During the 9th Annual National Conference on Economic Social and Cultural Rights yesterday, the executive director of the National Planning Authority (NPA), Dr Joseph Muvawala, advised the government to lower the cost of credit to boost private sector investment as one of the ways to improve the standard of living of Ugandans.
“We need to pursue a deliberate move to recapitalise the Uganda Development Bank to make credit available to our local investors at affordable rates,” Dr Muvawala said in a speech read for him by Mr Maxwell Odongo, a planner, education and skills development officer at NPA.
Dr Muvawala urged the government to reduce spending on imports such as vehicles and military hardware to create fiscal space for priorities and release pressure from the exchange rate.
According to the International Monetary Fund (IMF), fiscal space is defined as a room in a government’s budget that allows it to provide resources for the desired purpose without jeopardising the sustainability of its financial position or the stability of the economy.
The Vice Chancellor of Makerere University, Prof Barnabas Nawangwe, asked the government to establish an agriculture bank to give farmers money at low-interest rates, something he said will boost production and growth in the country.
“Agriculture is the backbone of this country which should be prioritised. Since 60 percent of people depend on agriculture, we should give them special consideration,” Prof Nawangwe said.
He also called for more funding for education and research, saying that with good investment in research, economic growth is guaranteed from an informed point of view.
Ms Salim Namusobya, the executive director of the Initiative for Social and Economic Rights, said: “The government should adopt strategies that do not only focus on recovery for urban people but all.

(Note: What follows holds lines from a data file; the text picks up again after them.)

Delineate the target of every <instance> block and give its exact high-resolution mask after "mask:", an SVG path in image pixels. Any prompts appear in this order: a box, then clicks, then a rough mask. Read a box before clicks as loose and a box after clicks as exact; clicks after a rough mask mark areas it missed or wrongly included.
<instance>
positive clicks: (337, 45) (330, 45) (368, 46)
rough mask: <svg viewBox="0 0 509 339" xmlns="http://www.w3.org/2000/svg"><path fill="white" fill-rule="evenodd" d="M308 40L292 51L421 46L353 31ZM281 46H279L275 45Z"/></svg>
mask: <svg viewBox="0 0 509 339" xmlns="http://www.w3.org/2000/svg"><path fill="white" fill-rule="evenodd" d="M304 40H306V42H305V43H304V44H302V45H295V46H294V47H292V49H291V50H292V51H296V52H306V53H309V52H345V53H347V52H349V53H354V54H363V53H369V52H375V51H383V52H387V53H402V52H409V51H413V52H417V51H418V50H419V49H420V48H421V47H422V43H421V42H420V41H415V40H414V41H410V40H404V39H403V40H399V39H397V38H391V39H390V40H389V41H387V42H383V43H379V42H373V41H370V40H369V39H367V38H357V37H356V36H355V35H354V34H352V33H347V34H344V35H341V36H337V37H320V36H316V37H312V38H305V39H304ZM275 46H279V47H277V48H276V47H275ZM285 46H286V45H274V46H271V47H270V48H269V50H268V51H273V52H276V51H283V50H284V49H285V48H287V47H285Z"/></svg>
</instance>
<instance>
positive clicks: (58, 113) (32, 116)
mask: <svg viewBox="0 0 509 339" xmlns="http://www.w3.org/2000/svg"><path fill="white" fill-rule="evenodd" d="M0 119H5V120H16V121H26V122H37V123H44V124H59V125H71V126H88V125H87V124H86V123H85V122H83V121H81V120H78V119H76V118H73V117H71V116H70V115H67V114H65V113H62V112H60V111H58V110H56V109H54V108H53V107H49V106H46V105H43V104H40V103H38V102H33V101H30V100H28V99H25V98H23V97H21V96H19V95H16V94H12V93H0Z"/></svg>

We should prioritise financing public service goods like education and health that have gone up to enable all people to access them without stressing.”
Ms Dianah Ateenyi, an assistant lecturer at Makerere University, called for tax justice, where the rich who can pay taxes are made to pay as opposed to exploiting the poor at the expense of the rich.
The Commissioner of Policy Development in the Office of the president, Dr Abubakar Muhammad Moki, said the government has tried its best to promote agriculture but rampant land fragmentation has made this difficult since people do not have enough land.
The two-day conference was organised by Makerere University School of Law in partnership with other non-government agencies as the university celebrates 100 years in existence.